Шорох, донесшийся из недр башни, воскресил в памяти случившееся. Что, если мне вновь предстоит увидеть жуткое существо, пожирающее свет и чужие жизни, испуганные лица друзей, которым уже нельзя помочь? Пальцы разжались сами собой, и, даже не вскрикнув, я полетела вниз. Мимо пронеслись хлопающие на ветру ставни, за которыми виднелось заложенное кирпичами окно. Грохнувшись на покатую крышу, я заскользила к ее краю. Ажурная ограда предотвратила падение, но мои ноги уже болтались в пустоте шестиэтажного ущелья. Хрупкое ограждение явно не предназначалось для акробатических трюков. Мне пришлось пережить несколько неприятных секунд, прежде чем удалось вскарабкаться на крышу. Словно лунатик, я пролезла в слуховое оконце, спустилась в подъезд, добралась до дома.

***

То, что случилось позднее, было слишком банально — расспросы, волнения, переживания… Говорить об этом — впустую тратить пленку, а у меня только одна кассета. Конечно лее, историю об ожившем портрете никто всерьез не принял, но самым обидным было, что среди скептиков оказался и Петька Толкачев. Тот самый Петька, который по чистой случайности не сгинул в заколдованной башне вместе с Сережкой и Зизи.
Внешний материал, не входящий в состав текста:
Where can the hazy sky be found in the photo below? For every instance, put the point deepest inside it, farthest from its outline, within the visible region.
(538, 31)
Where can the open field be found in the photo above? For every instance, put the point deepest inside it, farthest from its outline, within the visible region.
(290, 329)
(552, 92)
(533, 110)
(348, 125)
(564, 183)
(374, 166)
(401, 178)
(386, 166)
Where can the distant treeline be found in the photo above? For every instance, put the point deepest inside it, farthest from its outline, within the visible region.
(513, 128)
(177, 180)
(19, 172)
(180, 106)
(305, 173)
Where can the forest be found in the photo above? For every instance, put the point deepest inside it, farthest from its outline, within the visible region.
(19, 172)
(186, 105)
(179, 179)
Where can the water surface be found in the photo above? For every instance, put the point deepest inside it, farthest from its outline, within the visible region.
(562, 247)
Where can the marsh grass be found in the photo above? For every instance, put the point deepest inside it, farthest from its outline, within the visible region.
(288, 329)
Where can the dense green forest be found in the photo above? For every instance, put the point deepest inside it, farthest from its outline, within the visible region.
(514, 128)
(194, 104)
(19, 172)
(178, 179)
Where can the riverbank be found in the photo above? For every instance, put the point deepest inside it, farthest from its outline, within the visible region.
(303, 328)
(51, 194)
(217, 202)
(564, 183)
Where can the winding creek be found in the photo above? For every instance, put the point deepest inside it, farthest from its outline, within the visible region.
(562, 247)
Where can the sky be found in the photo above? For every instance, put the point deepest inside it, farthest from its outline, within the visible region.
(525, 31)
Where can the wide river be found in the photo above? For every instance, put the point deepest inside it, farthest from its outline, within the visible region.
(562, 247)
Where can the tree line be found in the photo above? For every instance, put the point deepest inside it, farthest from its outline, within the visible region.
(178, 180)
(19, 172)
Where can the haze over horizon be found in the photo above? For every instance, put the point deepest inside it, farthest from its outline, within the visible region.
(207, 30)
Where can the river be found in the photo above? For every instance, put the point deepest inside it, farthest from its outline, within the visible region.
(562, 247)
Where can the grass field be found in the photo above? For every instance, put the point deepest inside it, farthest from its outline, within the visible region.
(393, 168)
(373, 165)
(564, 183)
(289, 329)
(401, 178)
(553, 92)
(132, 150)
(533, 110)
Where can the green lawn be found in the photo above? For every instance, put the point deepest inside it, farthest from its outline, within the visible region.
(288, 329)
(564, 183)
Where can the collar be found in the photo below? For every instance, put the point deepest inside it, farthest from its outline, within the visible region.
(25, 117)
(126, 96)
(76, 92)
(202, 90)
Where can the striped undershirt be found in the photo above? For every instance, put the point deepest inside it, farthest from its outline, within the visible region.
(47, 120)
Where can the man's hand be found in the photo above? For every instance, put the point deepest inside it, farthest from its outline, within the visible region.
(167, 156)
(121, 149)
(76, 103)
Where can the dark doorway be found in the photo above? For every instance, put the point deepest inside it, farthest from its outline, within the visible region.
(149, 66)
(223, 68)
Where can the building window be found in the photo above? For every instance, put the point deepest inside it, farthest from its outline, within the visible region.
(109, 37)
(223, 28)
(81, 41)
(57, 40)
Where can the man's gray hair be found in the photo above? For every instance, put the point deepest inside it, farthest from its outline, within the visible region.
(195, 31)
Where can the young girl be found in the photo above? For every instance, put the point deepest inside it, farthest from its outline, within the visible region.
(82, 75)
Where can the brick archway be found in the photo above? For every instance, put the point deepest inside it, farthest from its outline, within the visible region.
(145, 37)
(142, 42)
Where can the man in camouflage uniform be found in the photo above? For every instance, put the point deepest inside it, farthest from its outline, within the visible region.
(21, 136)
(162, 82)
Ранним утром место происшествия посетила довольно внушительная делегация. Несколько человек из милиции и родственники потерпевших собрались на чердаке брошенного дома, в очередной раз выслушивая показания единственной свидетельницы событий, ученицы 14-й средней школы Виктории Барышевой. Открыв дверь, я начала подниматься по винтовой лестнице. Страха не было, случившееся слишком походило на сон, а ночные кошмары всегда исчезают с первыми лучами солнца. Возникающие из пустоты стены, монстры, обитающие в портретах, принадлежали другому, фантастическому миру. Интуиция не обманула — реальность вступила в свои права. Пустая комната с окнами без стекол, прогнивший пол, стены, едва прикрытые лохмотьями обоев, а вокруг — городской пейзаж с голубыми далями и величественной перспективой, похожей на раскрашенную картинку. И никаких следов нашего ночного пребывания…

Еще перу недель сотрудники милиции мучили меня бесконечными расспросами, потом показали фотографии Ивойлова и Логиновой по местному телевидению, объявили розыск и на этом сочли свою миссию выполненной. Наш скромный городишко нельзя сравнить с Москвой или Петербургом, но и в сонной провинции стали намного спокойнее относиться ко всяким криминальным историям. А в случае с исчезновением двух подростков и особого криминала не видели — я слышала, как ведущий это дело следователь сказал кому-то по телефону: "Ребята удрали из дому. Одна девчонка, москвичка, задурила парню голову, а теперь их наверняка отловят в каком-нибудь столичном притоне". Я хотела возразить, зная, насколько абсурдно такое предположение, но промолчала, притворившись, будто ничего не слышала — моим словам все равно никто не верил.